UNIVERSITY PARK, Pa. — Penn State alumnus Delbert Day has been named a Fellow of the National Academy of Inventors (NAI). Election to NAI Fellow status is “the highest professional distinction accorded solely to academic inventors who have demonstrated a prolific spirit of innovation in creating or facilitating outstanding inventions that have made a tangible impact on quality of life, economic development, and welfare of society.” Day will be inducted this April as part of the Sixth Annual Conference of the National Academy of Inventors at the John F. Kennedy Presidential Library and Museum in Boston.
Day, a Curators’ Distinguished Professor Emeritus of Ceramic Engineering at Missouri University of Science and Technology (S&T), is a prolific inventor whose work with specialty glasses has led to treatments for cancer, bone tissue regeneration, and wound care.

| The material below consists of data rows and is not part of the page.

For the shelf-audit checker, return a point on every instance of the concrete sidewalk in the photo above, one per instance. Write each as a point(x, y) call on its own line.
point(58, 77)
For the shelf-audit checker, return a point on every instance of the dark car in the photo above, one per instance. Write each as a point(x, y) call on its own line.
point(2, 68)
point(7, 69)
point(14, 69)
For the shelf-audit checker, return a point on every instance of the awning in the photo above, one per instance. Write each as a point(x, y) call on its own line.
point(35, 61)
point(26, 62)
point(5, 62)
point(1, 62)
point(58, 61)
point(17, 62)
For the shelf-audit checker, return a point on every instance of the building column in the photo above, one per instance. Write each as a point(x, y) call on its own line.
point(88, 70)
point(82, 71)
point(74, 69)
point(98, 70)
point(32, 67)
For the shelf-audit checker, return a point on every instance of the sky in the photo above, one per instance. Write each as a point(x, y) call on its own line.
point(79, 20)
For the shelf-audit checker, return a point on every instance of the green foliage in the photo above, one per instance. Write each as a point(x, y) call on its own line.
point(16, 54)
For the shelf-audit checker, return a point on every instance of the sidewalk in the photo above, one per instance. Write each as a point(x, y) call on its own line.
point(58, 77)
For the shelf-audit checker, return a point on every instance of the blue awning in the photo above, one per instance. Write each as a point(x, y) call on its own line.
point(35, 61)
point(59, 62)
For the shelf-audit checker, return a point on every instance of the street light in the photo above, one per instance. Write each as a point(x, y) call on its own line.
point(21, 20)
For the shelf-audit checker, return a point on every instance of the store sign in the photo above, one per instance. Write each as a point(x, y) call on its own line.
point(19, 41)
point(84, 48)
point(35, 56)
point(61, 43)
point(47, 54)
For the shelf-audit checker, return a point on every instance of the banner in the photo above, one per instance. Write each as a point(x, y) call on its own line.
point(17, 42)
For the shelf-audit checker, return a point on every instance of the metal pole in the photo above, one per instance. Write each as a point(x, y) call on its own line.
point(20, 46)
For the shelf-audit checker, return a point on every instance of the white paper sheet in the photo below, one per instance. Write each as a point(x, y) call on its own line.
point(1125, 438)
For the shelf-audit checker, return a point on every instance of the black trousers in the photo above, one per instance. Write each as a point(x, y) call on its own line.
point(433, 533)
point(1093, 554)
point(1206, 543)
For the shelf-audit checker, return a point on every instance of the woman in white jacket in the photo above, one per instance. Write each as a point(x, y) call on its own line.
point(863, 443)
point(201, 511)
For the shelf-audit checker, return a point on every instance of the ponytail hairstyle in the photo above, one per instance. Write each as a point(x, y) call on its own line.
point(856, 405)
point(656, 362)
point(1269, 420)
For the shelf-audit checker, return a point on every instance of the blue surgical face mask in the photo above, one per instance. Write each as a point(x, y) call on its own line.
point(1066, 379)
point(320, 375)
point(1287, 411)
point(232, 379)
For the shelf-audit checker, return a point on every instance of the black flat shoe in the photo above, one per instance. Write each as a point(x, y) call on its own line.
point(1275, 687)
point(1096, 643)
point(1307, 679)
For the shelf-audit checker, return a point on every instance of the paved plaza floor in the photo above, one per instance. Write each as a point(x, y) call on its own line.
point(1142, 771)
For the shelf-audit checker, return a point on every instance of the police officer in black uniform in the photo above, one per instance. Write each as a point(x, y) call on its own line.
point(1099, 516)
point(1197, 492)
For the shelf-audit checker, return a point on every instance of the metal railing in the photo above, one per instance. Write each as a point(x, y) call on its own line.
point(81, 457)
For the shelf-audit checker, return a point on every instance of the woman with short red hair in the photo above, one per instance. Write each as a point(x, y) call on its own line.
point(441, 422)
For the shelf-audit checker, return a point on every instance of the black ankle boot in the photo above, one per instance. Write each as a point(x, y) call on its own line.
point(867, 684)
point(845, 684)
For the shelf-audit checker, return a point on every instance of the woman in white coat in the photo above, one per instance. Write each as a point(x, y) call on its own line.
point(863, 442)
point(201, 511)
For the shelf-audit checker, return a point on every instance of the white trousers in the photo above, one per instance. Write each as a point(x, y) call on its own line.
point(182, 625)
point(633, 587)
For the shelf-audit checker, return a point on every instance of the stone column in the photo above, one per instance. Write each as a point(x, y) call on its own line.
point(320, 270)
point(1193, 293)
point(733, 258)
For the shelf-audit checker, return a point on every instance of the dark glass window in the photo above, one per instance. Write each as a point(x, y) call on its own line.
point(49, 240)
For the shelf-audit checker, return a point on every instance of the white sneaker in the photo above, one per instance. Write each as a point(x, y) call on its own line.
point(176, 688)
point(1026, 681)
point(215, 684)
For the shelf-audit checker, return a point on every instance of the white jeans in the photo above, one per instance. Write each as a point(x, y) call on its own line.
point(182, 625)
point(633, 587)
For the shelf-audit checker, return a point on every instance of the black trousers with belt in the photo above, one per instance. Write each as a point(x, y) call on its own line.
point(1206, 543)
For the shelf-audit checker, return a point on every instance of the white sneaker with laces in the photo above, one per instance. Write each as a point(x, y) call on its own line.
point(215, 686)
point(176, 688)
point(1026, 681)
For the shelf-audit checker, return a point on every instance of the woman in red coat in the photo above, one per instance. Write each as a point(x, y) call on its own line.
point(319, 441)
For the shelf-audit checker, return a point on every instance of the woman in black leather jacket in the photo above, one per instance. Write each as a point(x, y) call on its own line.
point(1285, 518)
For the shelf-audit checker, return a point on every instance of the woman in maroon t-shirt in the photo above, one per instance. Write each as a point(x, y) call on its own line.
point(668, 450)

“I am very honored to be elected a Fellow by the National Academy of Inventors,” Day said.
Day has published more than 400 papers on the properties, structures and uses of glass, has edited three books, and has received 47 U.S. and foreign patents, with another seven U.S. patents pending. In the 1980s, Day conducted the first U.S. glass melting experiments in micro-gravity on a NASA space shuttle mission. He is a co-inventor of “Glasphalt,” which recycles waste glass by using it as part of the aggregate in asphalt paving.
Day co-invented radioactive glass microspheres, now marketed under the brand name TheraSphere, which are used worldwide to treat patients with inoperable liver cancer. More recently, his work has led to the development of bioactive glass fibers that help speed the healing of chronic, nonhealing wounds.
Day is a member of the National Academy of Engineering and is a Fellow of the American Ceramic Society, the Society of Glass Technology (United Kingdom) and the National Institute of Ceramic Engineers. He is a distinguished life member and past president of the American Ceramic Society
In 2003, he was awarded the College of Earth and Mineral Sciences’ Hosler Alumni Scholar Medal. In 2009, he received the Toledo Glass and Ceramics award for his “Achievements in Education and Industry,” and in 2010, he was awarded the Phoenix Award and named “Glass Person of the Year” for his technical achievements and contributions to the glass industry. In 2014, he received the Alumni Fellow Award, the most prestigious award given by the Penn State Alumni Association.
Day earned a bachelor of science degree in ceramic engineering from the Missouri School of Mines and Metallurgy, now Missouri S&T, in 1958. He earned a master of science degree and doctorate in ceramic technology from Penn State in 1959 and 1961, respectively.
The NAI was founded in 2010 to recognize and encourage inventors with patents issued from the U.S. Patent and Trademark Office, enhance the visibility of academic technology and innovation, encourage the disclosure of intellectual property, educate and mentor innovative students, and translate the inventions of its members to benefit society.
With the election of the 2016 class, there are now 757 NAI Fellows, representing 229 research universities and governmental and nonprofit research institutes. The full Fellows cohort has been named on more than 26,000 U.S. patents.